Alternativa ao capitalismo, as atividades se fundamentam em outros valores éticos, voltados para autogestão, desenvolvimento local, inclusão, sustentabilidade e distribuição de renda. “Tem uma outra economia em curso no país”, exclama Antônio Haroldo Mendonça, coordenador geral do Comércio Justo e Crédito da Secretaria Nacional de Economia Solidária. De acordo com o Atlas da Economia Solidária, existem 1 milhão e 250 mil trabalhadores envolvidos em quase 15 mil empreendimentos no Brasil. Os produtos de mais destaque das atividades são: agropecuária, extrativismo, pesca, serviços de alimento e bebida, finanças e créditos.
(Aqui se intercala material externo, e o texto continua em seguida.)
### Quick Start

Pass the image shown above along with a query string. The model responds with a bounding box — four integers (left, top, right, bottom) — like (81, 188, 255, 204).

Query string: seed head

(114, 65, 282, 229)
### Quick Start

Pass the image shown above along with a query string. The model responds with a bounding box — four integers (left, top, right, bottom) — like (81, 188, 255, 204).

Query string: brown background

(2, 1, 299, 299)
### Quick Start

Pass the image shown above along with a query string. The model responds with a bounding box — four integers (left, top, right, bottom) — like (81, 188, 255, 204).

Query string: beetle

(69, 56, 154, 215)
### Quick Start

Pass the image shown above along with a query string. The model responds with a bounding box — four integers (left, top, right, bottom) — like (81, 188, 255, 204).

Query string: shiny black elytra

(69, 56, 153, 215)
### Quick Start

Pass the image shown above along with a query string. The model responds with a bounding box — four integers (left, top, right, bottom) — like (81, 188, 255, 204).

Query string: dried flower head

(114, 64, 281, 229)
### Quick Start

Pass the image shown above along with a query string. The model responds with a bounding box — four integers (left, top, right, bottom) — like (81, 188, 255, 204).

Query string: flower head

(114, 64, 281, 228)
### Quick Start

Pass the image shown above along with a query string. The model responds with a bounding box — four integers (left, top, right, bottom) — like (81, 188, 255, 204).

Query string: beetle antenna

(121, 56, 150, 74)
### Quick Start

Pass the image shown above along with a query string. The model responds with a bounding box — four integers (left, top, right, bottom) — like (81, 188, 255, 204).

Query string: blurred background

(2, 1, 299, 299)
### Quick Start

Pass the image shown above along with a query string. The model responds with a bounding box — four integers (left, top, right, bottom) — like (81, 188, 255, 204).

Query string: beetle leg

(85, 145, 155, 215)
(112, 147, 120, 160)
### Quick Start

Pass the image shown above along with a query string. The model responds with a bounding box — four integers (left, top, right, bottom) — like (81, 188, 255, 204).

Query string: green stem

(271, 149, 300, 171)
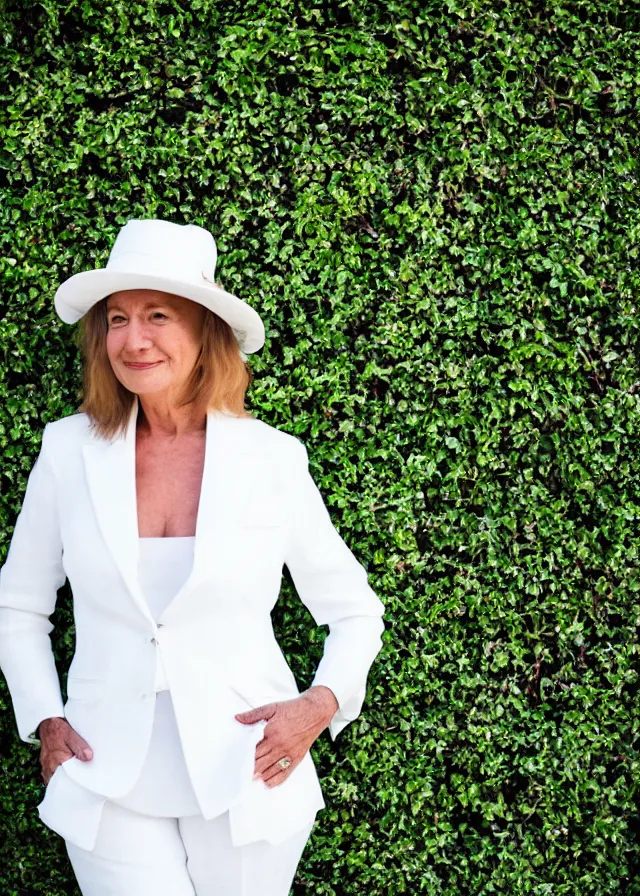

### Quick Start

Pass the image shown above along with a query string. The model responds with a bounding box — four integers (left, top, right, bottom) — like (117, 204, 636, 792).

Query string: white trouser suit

(0, 406, 386, 894)
(58, 536, 315, 895)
Este setor movimenta 8 bilhões de reais por ano, informa Mendonça. O número não é exato e corresponde à projeção nacional do levantamento realizado até o momento.
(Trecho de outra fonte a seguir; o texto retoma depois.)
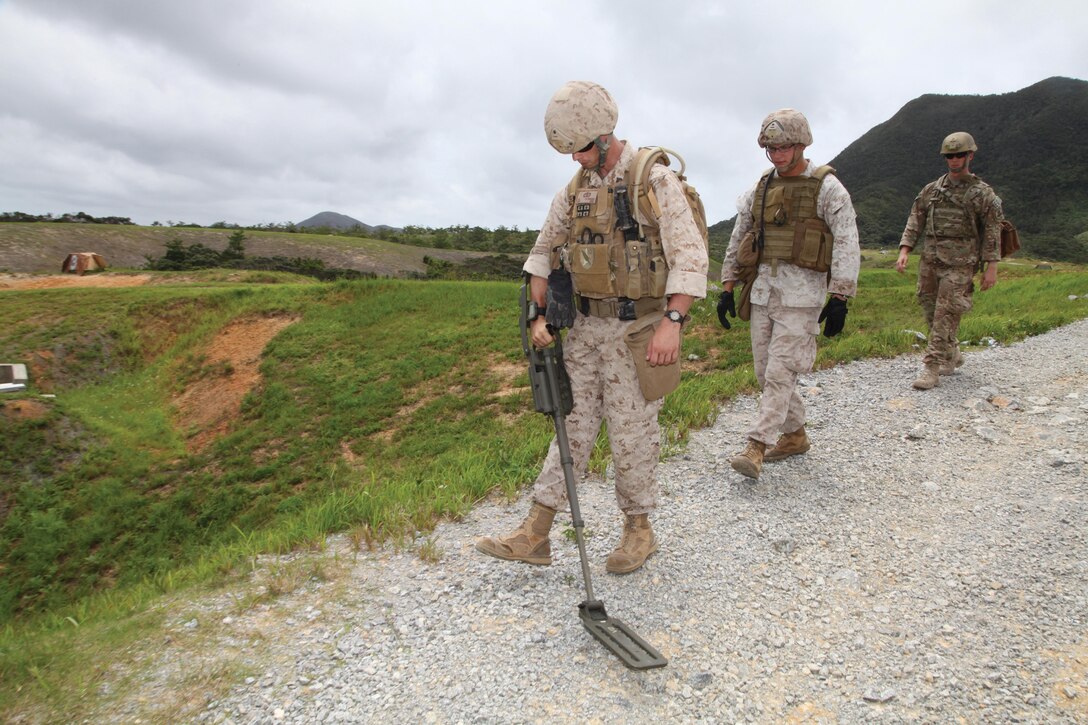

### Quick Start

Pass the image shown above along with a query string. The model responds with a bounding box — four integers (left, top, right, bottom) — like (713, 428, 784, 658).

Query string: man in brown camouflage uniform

(896, 132, 1003, 390)
(717, 109, 861, 480)
(476, 81, 708, 574)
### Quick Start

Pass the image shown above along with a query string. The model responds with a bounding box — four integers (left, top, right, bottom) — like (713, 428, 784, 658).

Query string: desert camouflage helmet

(758, 108, 813, 148)
(544, 81, 618, 154)
(940, 132, 977, 155)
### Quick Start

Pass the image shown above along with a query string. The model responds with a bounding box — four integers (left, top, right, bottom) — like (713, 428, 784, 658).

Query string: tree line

(1, 211, 134, 225)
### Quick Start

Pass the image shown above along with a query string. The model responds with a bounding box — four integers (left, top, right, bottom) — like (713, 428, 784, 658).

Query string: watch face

(667, 310, 682, 323)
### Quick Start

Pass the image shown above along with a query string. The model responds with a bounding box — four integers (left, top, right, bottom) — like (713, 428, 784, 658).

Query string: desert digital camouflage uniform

(720, 161, 861, 445)
(899, 174, 1002, 367)
(522, 140, 708, 514)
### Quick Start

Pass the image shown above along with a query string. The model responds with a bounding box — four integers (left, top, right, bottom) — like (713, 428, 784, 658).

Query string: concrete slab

(0, 363, 28, 393)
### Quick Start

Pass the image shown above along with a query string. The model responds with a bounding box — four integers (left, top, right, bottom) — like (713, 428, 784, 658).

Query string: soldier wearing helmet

(476, 81, 708, 574)
(716, 109, 861, 480)
(896, 131, 1004, 390)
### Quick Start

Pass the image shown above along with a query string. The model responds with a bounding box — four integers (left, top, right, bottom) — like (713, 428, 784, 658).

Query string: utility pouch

(737, 277, 755, 321)
(735, 229, 761, 267)
(549, 243, 564, 271)
(648, 255, 668, 297)
(569, 242, 615, 296)
(623, 314, 680, 401)
(762, 186, 786, 225)
(792, 219, 832, 272)
(999, 219, 1020, 258)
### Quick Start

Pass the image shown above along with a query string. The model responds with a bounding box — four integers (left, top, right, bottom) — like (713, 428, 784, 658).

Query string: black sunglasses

(577, 140, 596, 153)
(943, 152, 969, 159)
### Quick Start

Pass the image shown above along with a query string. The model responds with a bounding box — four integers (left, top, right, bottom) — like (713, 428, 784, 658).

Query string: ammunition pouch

(791, 218, 834, 272)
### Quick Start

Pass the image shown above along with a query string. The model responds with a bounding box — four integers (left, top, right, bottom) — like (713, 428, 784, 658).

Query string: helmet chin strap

(592, 135, 611, 175)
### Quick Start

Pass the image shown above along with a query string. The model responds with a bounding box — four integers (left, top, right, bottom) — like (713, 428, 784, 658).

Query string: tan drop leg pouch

(624, 313, 680, 401)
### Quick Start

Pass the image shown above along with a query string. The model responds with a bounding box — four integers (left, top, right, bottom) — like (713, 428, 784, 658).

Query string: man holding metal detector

(476, 81, 707, 580)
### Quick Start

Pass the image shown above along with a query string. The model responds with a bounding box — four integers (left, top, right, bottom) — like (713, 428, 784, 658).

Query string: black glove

(716, 289, 736, 329)
(545, 268, 575, 330)
(818, 296, 848, 337)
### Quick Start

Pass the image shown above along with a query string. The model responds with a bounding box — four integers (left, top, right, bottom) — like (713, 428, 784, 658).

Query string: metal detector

(520, 282, 667, 671)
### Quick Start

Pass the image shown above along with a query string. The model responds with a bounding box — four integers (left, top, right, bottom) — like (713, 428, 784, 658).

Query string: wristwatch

(527, 301, 546, 321)
(664, 309, 687, 326)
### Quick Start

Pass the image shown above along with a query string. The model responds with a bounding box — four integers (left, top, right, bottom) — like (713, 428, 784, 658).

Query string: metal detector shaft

(540, 346, 597, 605)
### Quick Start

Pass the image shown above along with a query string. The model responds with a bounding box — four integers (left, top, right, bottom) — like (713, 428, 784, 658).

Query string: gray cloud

(1, 0, 1085, 230)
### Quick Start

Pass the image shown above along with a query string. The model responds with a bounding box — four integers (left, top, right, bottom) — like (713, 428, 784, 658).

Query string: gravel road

(149, 318, 1086, 724)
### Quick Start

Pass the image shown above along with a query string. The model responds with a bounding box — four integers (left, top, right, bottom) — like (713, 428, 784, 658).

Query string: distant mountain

(297, 211, 400, 234)
(710, 77, 1088, 263)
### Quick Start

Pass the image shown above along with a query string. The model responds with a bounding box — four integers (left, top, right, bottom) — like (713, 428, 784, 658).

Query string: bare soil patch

(0, 273, 153, 290)
(0, 398, 50, 422)
(174, 315, 300, 452)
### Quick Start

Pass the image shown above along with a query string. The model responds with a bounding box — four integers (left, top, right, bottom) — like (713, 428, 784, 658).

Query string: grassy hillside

(0, 222, 516, 276)
(1, 257, 1087, 718)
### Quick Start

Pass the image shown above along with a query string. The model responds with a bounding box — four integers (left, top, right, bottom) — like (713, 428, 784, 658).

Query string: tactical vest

(560, 168, 668, 302)
(921, 174, 986, 267)
(749, 166, 835, 273)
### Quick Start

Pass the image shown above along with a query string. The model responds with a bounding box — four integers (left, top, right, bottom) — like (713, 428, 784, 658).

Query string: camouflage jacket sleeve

(719, 184, 758, 284)
(975, 187, 1003, 263)
(522, 187, 572, 280)
(898, 183, 935, 250)
(646, 164, 709, 299)
(819, 175, 860, 298)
Certificação da economia solidária

Selos internacionais certificam produtos para o mercado justo. A pesquisadora Cláudia Galvão cita a FLO (Organização Internacional de Rótulos para o Mercado Justo) e a EFTA (Associação Européia para o Mercado Justo). Nestas práticas, pessoas desenvolvem o consumo seletivo de produtos de acordo com normas éticas. “Esses consumidores normalmente estão dispostos a pagar um pouco a mais pelo produto, sabendo que não está prejudicando o meio ambiente, explorando crianças ou trabalhadores, e utiliza melhor as matérias-primas, sem desperdício”, declara Galvão. No Brasil, o documento normativo que prevê a certificação do comércio justo e solidário está em fase de apreciação no Ministério do Trabalho. Para Mendonça, a expectativa é o Ministro do Trabalho Carlos Lupi assinar o documento nos próximos meses. A assinatura cria portaria para definir a colaboração de organismos de avaliação de conformidade. A certificação pode ocorrer por meio de auditorias externas aos empreendimentos ou comissões de avaliação formadas pelas organizações envolvidas. Segundo Mendonça, “a idéia é alavancar um ambiente favorável a essa relação da economia solidária”. O selo informa o cidadão sobre a maneira como a mercadoria foi produzida e viabiliza o consumo consciente. “O consumidor vai fazer muito pouco se ele não tiver as instituições do setor público dando suporte”, pondera Galvão. Para a pesquisadora do Núcleo de Estudos Agrários da UnB, Violeta de Faria Pereira, a regulamentação governamental é essencial: “o Estado agindo preserva o capitalismo, porque senão o capitalismo entra em colapso”. Para o Fórum Brasileiro de Economia Solidário, não interessa um selo de abrangência nacional. A certificação nacional pode gerar burocracia, se distanciar da realidade dos empreendedores e aumentar a exclusão da distribuição. “De que adianta ter o selo da economia solidária para vender no Wal-Mart?”, adverte Tygel. Para o secretário executivo do Fórum, o ideal é a certificação de todo o processo: produção, distribuição e consumo.

Consumo solidário

Existem três maneiras do cidadão participar na economia solidária. Primeiro, como consumidor. “Pensar, quando vai consumir, o que está consumindo”, explica Tygel. Evitar comprar produtos de multinacional e preferir mercadorias locais e agroecológicas. No site do Fórum, o “farejador” indica empreendimentos em todo o país. Como militante, a pessoa pode se aprofundar sobre os temas de capacitação, finanças e legislação para o setor. O interessado também pode se organizar de maneira solidária, formar com amigos uma associação de compradores ou grupo de troca. No Distrito Federal, existe a Feira de Troca Escambau. A iniciativa é da Cooperativa Trilha Mundos, organização de cultura, turismo e educação ambiental. A feira de troca surgiu em 2006. Foram quatro edições no CONIC e duas em faculdades. “A gente não deixa ninguém vender, nem comprar nada”, enfatiza Cláudia Sachetto, coordenadora da feira. A próxima Escambau deve ocorrer no final de abril no CONIC.